The department has specialty units like the only hazardous materials team in southeast Alaska. They also have rope rescue and water rescue teams. Many of the rescues include ice rescues. Ice caves on Glacier trail produced several rescues over the years. Hikers still keep firemen busy with broken ankles, cardiac arrests, and skull fractures.
Etheridge said he is very proud that his department has the nation's top rate of survival for cardiac arrests, 60-percent.
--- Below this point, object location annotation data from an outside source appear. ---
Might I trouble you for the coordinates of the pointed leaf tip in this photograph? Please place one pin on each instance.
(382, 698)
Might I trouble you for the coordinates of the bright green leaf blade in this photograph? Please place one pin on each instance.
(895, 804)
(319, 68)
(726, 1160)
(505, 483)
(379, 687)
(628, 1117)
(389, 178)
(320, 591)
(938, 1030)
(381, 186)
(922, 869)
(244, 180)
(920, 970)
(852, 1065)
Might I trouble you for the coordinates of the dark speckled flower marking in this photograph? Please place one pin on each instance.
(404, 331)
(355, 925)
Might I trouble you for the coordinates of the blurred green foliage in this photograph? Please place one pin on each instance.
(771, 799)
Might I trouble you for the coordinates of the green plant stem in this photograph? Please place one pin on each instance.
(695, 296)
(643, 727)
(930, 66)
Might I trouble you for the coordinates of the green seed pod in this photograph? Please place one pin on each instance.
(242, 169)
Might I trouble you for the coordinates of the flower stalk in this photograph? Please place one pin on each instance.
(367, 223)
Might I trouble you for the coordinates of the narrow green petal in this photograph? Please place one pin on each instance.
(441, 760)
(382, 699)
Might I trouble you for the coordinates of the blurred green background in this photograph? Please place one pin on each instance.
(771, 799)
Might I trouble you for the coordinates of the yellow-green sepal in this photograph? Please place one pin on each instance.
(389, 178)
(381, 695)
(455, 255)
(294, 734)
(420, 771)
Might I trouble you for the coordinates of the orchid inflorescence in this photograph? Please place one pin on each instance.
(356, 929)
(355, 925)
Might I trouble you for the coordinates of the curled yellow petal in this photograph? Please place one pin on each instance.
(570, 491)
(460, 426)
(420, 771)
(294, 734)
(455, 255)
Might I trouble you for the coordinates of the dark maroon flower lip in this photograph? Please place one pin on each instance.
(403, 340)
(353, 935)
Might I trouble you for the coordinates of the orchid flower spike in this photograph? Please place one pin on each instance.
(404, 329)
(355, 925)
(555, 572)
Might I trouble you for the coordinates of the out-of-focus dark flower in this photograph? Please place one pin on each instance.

A big reason is specialty training, the best equipment, and quick response times.
Etheridge said they are studying ways to improve response times with new stations in Lemon Creek and in the Mendenhall Valley. He noted the response times to Lemon Creek are the longest in the populated part of the borough.
The department also has a seasonal ambulance that last year transported 450 cruise ship passengers to the hospital. They also have a unit that is stationed at the Juneau International Airport.
The recent court ruling on marine passenger fees doesn't worry Etheridge. He said he has still budgeted for the seasonal ambulance and that it is business as usual as far as using funds for the ambulance. They used $232,000 from marine passenger fees to fund the ambulance last year.
More good financial news comes from medicaid. New programs have allowed the CBJ to capture about $800,000 in additional funds.
In the future he plans to develop a fleet replacement plan and also modify the burn pit at the training center. They are using propane fuel to lower the amount of smoke in the area.
He said his employees also have faced more confrontational, angry and violent patients. He said they work well with law enforcement and try to bring extra help to discourage patients from being violent.